The tourism industry is the quintessential small business industry.
It is a hive of small operators doing wonderful things like taking tourists to out of the way places, accommodating them in quirky places, flying balloons, chasing sharks, offering foreigners the savoury delights of this gorgeous country.
It seems to me that this would be the kind of pot that the new Department of Small Business will be stirring. (It’s not yet a department, but I believe that government feels the need to appoint a Minister to look after us.)
My friend Dave is a tour planner. He helps foreigners connect with all the superb services available in South Africa.
Last year the South African government invited more than 1000 Indian travel agents to South Africa to check out the local smorgasbord. Many of the local firms offered their services for free in the hope of garnering Indian tourists, especially for our quiet period. (Which is a lovely phrase for Winter, don’t you think?)
It worked. Almost.
Somewhere in this wonderful mix one government department did not come to the party. With more than 130,000 Indians in the queue, it seems that they employed just one official to issue the visum that each visitor needs to come to paradise.
This came to light a few weeks ago, right at the beginning of the quiet period. Which has become rather harried.
Basically, this single official must process a visum every 41.74 seconds. (I offer the two decimal points to indicate the rigour of my research, and because I’m told that it’s more authoritative).
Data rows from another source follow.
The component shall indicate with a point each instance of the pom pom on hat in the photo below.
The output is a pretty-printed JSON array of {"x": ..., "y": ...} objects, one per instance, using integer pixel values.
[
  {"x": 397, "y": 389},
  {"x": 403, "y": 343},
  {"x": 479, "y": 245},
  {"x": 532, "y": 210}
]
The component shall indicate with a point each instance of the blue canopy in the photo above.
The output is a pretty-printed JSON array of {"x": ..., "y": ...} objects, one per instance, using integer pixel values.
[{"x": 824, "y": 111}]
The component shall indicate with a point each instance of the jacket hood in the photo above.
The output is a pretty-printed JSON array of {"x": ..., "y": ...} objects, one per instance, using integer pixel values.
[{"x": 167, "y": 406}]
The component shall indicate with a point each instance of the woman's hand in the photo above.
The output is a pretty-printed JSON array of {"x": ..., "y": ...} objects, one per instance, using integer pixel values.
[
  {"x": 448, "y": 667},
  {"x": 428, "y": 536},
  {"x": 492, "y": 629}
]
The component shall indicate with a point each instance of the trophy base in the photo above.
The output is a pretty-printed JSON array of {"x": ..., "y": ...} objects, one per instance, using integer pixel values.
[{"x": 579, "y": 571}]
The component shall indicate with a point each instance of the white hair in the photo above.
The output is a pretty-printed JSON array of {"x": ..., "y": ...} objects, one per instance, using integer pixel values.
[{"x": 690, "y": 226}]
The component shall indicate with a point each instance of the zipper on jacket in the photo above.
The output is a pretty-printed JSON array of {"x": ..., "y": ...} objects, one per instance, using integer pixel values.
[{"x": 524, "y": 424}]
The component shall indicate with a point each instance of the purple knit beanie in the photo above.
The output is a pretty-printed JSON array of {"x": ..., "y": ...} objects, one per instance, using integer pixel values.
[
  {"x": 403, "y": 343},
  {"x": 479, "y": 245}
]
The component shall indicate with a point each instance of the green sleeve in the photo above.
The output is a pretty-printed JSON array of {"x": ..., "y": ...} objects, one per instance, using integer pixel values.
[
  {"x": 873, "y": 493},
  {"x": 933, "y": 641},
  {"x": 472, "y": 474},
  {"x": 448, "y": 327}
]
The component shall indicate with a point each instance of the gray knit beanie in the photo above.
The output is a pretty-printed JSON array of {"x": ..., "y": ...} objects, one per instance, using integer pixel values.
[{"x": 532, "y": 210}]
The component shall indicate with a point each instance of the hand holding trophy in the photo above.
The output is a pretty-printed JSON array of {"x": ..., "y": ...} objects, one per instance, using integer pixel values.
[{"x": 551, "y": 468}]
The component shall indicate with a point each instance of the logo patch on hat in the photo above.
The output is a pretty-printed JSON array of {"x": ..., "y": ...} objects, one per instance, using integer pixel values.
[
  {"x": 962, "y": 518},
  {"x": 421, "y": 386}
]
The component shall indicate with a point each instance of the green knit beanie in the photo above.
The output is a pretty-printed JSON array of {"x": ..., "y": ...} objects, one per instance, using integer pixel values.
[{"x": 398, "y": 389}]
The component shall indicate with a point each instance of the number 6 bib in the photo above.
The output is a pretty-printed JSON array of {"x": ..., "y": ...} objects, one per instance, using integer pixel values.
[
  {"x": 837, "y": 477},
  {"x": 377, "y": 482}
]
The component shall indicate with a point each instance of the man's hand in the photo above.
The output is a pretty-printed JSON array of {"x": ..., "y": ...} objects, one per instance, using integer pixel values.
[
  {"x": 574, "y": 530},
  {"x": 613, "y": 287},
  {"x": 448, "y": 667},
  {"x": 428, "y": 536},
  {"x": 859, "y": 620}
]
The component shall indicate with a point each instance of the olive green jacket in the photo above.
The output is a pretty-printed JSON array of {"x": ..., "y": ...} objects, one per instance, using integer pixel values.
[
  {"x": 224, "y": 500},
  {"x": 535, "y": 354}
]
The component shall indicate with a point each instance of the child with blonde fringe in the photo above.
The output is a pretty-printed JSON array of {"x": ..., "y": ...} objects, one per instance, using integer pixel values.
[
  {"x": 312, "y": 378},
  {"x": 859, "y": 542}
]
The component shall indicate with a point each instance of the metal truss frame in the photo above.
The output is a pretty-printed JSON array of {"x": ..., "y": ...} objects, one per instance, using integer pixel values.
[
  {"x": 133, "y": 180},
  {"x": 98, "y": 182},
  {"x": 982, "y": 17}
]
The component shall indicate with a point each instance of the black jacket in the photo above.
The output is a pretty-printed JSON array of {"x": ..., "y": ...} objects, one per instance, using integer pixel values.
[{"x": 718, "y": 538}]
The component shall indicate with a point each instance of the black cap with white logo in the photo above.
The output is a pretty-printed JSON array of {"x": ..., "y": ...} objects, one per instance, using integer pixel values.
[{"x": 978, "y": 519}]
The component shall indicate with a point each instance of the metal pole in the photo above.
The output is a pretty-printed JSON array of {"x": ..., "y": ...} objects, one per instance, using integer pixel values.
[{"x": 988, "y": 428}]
I don’t know about you, but I’ve had some experience with public servants, and this is about the time it takes to open the document, find the page, ink the stamp, and bang it down. I’m sure that there must be more to it than that, and I’m sure that it does take a lot more than 41.74 seconds.
The chaps at the top of each department have been “conducting high-level discussions”. The fellows at the bottom of the industry, including my friend Dave and many of his suppliers, have been taking action.
The high-level discussions still have not managed to get much done. Dave, on the other hand, has had to retrench staff, and is taking appropriate steps to close his business.
Last year he saw some writing on the wall, and devoted a lot of effort into the Indian market. The writing said “Go north.” The unexpected outcome of doing just that is that Dave is going a little too far south.
I found it interesting that in all the reporting of this issue no one seems to be taking the side of lone business owners. I haven’t yet seen a report on the anguish that small businesses are feeling as they refund deposits, and see their investment in reaching this market falling apart.
I’m not sure if opening a new small business ministry is a good thing or not. My experiences with Ministers is such that it would be good to have one present to say last rites to each business as it closes.
Although, maybe the existing ministries could stop their bickering and employ a few more folk to offer Indians that same welcome at the embassy that they’re going to get on landing here.